Editor’s note: In late 2011, our Editor-in-Chief Saurav Jha, & Publisher Devapriya Roy were invited to visit the under construction Rohtang Tunnel Project, now called the Atal Tunnel, by the Border Roads Organization & the Indian Army. This is the story of that journey & of the tremendous sacrifices made by some to make the Atal Tunnel a reality. 


“This April we lost two workers to an avalanche”, P.K Mahajan, Chief Engineer, Project Rohtang Tunnel (RTP) remarked grimly. After a few seconds of silence that reverberated through his prefab office in Solang Valley, Manali, I asked if there had been any casualties in the tunnel itself. “Not this year, no”, came the reply. Here at the RTP headquarters of the Border Roads Organization (BRO) to witness first hand the state of one of India’s foremost strategic construction projects, I start getting a feel of just how dangerous and difficult the execution of such projects is. But executed it has to be  – since the 8.82 km long Rohtang Tunnel that seeks to provide all-weather connectivity to Lahaul and Spiti district in Himachal Pradesh and thereby Ladakh is quite literally India’s best bet for securing its northern frontier with China.


The Rohtang Tunnel is being built to offer an alternative alignment on the 429 km long Manali-leh ‘General Staff’ road. As of today, one has to cross the Rohtang pass at an elevation of 13050 feet to reach the Lahaul valley onwards to Ladakh. But herein lies the rub- the Rohtang pass stays open only between June and November each year, thereby effectively shutting off Lahaul and Spiti from the rest of Himachal for a period of six months. The Rohtang tunnel, which burrows underneath the Pir Panjal, will change this, consisting as it does of an approach road branching out from the existing Manali-Leh road at Solang Valley in Manali to its South Portal (SP) at an elevation of 3060 metre) and then another approach road emerging from its North Portal (NP) at an elevation of 3071 metre) to rejoin the Manali-Leh highway as it heads towards Keylong at a place called Sissu in the Lahaul valley along the Chandra river.

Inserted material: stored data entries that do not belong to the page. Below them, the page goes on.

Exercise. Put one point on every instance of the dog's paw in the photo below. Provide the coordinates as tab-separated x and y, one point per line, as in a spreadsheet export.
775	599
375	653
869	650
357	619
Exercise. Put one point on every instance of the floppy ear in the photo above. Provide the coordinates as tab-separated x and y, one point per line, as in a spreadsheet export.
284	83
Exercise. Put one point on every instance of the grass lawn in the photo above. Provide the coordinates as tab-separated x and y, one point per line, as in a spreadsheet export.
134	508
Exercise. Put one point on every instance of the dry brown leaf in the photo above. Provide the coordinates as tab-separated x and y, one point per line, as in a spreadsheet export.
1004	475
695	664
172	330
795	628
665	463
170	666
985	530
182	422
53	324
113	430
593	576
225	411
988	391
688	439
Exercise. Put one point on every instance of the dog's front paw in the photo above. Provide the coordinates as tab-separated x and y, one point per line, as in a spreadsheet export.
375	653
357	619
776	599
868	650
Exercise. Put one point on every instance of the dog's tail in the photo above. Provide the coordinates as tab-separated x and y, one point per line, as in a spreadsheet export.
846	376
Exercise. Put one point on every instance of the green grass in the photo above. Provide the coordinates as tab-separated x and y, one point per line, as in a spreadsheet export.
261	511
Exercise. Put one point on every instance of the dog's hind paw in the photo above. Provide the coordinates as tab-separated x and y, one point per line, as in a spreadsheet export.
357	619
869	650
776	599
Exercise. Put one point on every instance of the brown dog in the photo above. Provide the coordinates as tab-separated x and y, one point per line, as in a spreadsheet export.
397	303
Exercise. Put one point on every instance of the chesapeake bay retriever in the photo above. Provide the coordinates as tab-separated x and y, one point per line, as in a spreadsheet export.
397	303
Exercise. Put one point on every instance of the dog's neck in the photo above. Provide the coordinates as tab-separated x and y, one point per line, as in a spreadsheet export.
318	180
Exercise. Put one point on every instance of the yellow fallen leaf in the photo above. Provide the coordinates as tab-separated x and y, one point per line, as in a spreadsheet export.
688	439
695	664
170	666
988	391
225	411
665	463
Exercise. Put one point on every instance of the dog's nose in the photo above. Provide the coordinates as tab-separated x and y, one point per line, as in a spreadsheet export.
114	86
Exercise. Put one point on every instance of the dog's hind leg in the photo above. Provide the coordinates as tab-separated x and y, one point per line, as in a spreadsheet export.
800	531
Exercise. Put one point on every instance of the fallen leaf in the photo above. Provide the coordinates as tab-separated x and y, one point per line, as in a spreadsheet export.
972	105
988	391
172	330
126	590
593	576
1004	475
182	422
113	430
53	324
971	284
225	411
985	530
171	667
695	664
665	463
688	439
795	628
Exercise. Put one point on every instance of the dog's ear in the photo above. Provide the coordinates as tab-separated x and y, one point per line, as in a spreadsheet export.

The tunnel itself is of a bi-directional horseshoe type. With a carriageway of 10.5 metres (plus a one metre footpath on either side) and vertical clearance of 5.525 metres it will be large enough to accommodate two semi-trailers side by side.  Once complete, it is expected to allow vehicles to move at speeds of up to 80 km/hour in the tunnel and the total estimated daily traffic traversing either direction will be around 1300 vehicles.  In all, the Rohtang tunnel will shave off some 46 km of travel distance between Manali and Leh which corresponds to a saving of almost 3 hours in terms of travel time.

Image: Manali-Leh highway near the Rohtang Pass. Circa 2011.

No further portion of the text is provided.